Another way to look at it is that read, write, and alloc are "vector" operations, they operate on many elements at a time, and a virtual call in a "control plane" is essentially free (in fact, it can be negative-cost, due to code size savings).

In contrast, for sorting what we want to virtualize are "scalar", "data plane" operators, which are called once for every element of the input, rather than just once for an entire batch of inputs.

TheHonestHare commented 4 weeks ago

The motivation for this issue was a general dislike of the usage of anytype in the standard lib as a replacement for what really should be an interface. This is not user friendly and makes it difficult to understand what a function's parameters need to be just from the function's type signature.

I agree that the status quo way of implementing interfaces via anytype, and relying on devs abilities to write good doc comments isn't exactly the best. A better solution is needed; however that's a separate proposal. But for starters the various sort implementations would benefit from having a verifyContext function, akin to std.HashMaps function of the same name, called at the top of their bodies. This would serve as good documentation for what the context params actually expect.

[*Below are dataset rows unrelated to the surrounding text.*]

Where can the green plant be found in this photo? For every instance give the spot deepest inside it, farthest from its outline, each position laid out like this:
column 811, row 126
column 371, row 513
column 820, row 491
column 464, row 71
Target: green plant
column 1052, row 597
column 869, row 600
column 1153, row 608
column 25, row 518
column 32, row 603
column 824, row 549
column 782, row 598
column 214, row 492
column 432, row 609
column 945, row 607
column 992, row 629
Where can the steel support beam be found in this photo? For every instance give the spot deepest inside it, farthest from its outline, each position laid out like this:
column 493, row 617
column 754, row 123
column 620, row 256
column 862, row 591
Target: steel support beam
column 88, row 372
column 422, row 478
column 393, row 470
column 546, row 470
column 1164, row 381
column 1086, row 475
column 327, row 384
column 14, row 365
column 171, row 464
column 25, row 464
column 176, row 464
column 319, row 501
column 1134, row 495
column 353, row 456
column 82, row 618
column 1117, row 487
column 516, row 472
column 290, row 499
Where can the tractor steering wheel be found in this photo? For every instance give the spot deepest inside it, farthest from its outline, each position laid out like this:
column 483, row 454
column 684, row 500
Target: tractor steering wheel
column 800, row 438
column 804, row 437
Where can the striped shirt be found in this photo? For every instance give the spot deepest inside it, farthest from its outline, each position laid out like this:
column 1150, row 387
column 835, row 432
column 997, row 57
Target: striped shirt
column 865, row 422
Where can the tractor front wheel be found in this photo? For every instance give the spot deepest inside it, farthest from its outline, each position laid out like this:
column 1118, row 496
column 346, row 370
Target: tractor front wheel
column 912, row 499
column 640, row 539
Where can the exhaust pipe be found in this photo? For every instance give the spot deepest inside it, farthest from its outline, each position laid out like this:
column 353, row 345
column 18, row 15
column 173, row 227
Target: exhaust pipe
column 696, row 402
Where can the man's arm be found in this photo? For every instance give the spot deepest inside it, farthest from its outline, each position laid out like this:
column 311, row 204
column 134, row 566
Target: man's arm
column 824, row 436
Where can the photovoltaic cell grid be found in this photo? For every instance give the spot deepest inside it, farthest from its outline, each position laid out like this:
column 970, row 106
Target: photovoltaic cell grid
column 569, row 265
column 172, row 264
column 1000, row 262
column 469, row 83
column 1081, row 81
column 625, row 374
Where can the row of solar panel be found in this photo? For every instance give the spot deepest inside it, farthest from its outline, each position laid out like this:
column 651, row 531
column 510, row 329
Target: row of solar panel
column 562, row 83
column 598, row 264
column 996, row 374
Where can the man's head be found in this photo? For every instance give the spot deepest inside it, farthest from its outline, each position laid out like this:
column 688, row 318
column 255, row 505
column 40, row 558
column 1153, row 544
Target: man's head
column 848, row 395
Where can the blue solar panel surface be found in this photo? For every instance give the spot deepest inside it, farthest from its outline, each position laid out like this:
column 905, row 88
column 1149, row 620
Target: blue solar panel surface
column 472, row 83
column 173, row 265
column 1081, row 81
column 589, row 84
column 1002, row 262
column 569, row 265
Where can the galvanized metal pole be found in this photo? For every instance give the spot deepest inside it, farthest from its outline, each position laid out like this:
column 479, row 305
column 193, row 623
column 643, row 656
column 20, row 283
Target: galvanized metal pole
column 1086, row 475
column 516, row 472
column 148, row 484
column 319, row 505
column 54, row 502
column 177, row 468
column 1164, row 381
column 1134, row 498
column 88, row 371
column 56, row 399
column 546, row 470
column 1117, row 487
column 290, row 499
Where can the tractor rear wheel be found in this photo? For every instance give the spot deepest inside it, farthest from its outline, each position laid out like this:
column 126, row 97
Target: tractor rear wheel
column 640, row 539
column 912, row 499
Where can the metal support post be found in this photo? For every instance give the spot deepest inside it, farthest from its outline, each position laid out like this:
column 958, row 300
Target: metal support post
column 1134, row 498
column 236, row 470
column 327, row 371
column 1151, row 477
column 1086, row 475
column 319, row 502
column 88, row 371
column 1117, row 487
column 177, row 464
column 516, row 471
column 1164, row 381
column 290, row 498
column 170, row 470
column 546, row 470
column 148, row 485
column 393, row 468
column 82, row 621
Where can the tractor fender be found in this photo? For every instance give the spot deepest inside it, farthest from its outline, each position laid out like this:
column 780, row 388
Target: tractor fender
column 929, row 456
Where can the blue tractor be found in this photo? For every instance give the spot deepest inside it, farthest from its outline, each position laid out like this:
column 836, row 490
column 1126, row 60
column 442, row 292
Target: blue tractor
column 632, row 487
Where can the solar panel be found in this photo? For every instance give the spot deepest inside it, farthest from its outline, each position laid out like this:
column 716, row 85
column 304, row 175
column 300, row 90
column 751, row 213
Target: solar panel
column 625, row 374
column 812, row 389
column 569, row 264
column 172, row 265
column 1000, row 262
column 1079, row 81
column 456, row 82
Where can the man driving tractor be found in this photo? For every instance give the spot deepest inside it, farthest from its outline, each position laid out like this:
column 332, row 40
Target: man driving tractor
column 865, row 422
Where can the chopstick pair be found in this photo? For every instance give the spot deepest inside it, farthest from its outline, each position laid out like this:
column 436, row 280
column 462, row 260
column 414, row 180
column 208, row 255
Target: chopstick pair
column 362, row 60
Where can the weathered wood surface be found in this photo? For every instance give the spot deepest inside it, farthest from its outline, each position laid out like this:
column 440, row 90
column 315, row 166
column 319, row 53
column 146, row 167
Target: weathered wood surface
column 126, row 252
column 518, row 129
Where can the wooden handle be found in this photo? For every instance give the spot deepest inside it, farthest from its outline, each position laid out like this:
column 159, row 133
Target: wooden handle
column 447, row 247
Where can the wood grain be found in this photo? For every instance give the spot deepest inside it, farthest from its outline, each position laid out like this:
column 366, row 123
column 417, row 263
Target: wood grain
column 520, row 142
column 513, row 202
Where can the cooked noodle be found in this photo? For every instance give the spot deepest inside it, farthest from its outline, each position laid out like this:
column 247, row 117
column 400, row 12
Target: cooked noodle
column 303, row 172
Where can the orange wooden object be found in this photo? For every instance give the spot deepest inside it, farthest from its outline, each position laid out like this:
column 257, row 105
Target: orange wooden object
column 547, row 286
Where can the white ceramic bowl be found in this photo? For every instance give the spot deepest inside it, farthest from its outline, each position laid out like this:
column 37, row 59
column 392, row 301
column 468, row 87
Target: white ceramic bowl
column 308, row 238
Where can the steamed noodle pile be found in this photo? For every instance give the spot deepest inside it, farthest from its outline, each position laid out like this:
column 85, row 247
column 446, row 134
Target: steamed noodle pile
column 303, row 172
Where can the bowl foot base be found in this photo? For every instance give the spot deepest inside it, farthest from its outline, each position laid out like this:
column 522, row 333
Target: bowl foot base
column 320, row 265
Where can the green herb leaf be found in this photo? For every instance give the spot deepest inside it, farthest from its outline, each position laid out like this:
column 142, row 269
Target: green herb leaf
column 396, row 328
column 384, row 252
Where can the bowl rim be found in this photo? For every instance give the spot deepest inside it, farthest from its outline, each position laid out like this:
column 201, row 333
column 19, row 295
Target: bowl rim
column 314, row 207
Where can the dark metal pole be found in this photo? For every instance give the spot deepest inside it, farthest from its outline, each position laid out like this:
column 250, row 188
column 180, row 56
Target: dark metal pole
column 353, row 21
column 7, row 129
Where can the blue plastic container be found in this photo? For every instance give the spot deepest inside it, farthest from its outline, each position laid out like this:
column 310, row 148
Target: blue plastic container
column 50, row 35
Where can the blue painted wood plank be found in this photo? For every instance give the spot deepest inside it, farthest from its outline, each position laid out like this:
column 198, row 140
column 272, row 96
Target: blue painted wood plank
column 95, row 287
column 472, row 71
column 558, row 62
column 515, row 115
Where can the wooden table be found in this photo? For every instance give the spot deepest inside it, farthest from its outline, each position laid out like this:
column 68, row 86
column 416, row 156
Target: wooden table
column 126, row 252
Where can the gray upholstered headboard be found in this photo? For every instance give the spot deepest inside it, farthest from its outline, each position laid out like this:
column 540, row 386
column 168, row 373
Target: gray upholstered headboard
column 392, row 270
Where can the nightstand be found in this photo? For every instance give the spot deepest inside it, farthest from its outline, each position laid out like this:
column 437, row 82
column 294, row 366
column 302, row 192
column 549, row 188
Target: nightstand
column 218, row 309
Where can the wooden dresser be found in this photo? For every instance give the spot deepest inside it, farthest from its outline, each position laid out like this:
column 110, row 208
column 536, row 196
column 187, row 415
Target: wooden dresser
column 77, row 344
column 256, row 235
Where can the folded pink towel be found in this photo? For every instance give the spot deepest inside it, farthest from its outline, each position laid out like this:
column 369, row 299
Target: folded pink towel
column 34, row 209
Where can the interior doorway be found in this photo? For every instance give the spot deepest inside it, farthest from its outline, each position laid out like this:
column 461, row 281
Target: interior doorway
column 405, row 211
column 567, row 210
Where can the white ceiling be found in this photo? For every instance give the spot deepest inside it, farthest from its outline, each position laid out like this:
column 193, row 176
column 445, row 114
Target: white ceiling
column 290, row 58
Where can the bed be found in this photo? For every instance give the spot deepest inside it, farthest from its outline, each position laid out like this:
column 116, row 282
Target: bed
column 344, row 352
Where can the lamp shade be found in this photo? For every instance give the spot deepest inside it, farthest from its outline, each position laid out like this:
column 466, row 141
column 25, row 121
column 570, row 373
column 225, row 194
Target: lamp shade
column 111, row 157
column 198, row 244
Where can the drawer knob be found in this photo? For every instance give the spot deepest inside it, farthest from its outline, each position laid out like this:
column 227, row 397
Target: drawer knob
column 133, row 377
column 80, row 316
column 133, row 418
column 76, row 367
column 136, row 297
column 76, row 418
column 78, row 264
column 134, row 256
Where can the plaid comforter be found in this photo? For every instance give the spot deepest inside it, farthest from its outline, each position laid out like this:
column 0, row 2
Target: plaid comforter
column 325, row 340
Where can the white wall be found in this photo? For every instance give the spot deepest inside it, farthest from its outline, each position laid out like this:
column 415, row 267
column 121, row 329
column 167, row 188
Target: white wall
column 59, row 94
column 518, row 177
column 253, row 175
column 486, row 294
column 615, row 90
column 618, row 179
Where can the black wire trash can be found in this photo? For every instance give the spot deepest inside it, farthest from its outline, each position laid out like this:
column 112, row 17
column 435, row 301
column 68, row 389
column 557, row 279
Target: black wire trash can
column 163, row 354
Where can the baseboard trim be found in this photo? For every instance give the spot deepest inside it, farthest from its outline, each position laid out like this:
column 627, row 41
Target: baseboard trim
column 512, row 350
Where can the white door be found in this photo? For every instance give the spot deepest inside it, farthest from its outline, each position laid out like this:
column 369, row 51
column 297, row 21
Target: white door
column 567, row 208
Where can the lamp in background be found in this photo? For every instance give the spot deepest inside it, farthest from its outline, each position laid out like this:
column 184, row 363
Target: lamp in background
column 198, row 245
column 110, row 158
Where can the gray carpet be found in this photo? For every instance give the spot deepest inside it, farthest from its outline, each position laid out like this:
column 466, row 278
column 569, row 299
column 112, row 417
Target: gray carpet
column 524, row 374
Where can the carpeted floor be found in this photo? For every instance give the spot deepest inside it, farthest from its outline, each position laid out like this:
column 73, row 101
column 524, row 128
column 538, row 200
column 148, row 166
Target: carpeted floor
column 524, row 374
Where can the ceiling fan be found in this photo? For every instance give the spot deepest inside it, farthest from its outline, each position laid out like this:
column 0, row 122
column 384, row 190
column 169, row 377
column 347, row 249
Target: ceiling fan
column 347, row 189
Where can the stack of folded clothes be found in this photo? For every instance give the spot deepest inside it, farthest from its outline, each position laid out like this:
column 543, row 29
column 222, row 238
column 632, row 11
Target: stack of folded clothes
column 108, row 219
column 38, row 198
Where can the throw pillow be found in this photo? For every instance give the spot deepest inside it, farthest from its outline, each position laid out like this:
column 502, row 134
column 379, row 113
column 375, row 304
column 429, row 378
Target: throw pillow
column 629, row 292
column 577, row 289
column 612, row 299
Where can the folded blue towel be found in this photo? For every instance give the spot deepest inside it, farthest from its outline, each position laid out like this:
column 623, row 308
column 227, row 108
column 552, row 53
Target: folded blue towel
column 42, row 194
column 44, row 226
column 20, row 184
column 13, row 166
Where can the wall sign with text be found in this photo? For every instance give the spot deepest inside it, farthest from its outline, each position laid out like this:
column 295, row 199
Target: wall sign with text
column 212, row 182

However, moving the interface to a runtime interface is not a good idea, for several reasons:

  1. Function pointers inhibit several optimizations the compiler can make, such as aggressive inlining
  2. Sort functions are often measured by how many comparisons and swaps they must do, and these numbers grow big. Needing to call both these operations by function pointer I imagine would be unacceptable for performance
  3. Implementing your own Sortable would be slightly harder and less type safe, as @ptrCast is needed to cast the context type as opposed to just relying on the type system and compile errors. Passing in a custom lessThanFn is a common use case, it should not be made more verbose to do this

The implementation of this interface would also likely reduce the amount of comptime function instantiation - which should help reduce both compile times and binary size bloat

If this were to ever actually be implemented, I would desperately want there to be benchmarks and measurements made for code slowdown and bloat decrease respectively. I highly doubt that std.sort is a major source of bloat in projects.

Standard library data structures like Arraylist could expose functions that automatically derive std.sort.Sortable from themselves

Standard library could similarly expose a .sortContext method that returns a struct that satisfies std.sort.verifyContext. Unrelated, but ArrayList can already trivially be used with the heap helper function:

const T = std.meta.Child(list.items);
heap(T, list.items, {}, std.sort.asc(T));
andrewrk commented 3 weeks ago

Sorting should be compile-time functions for sure.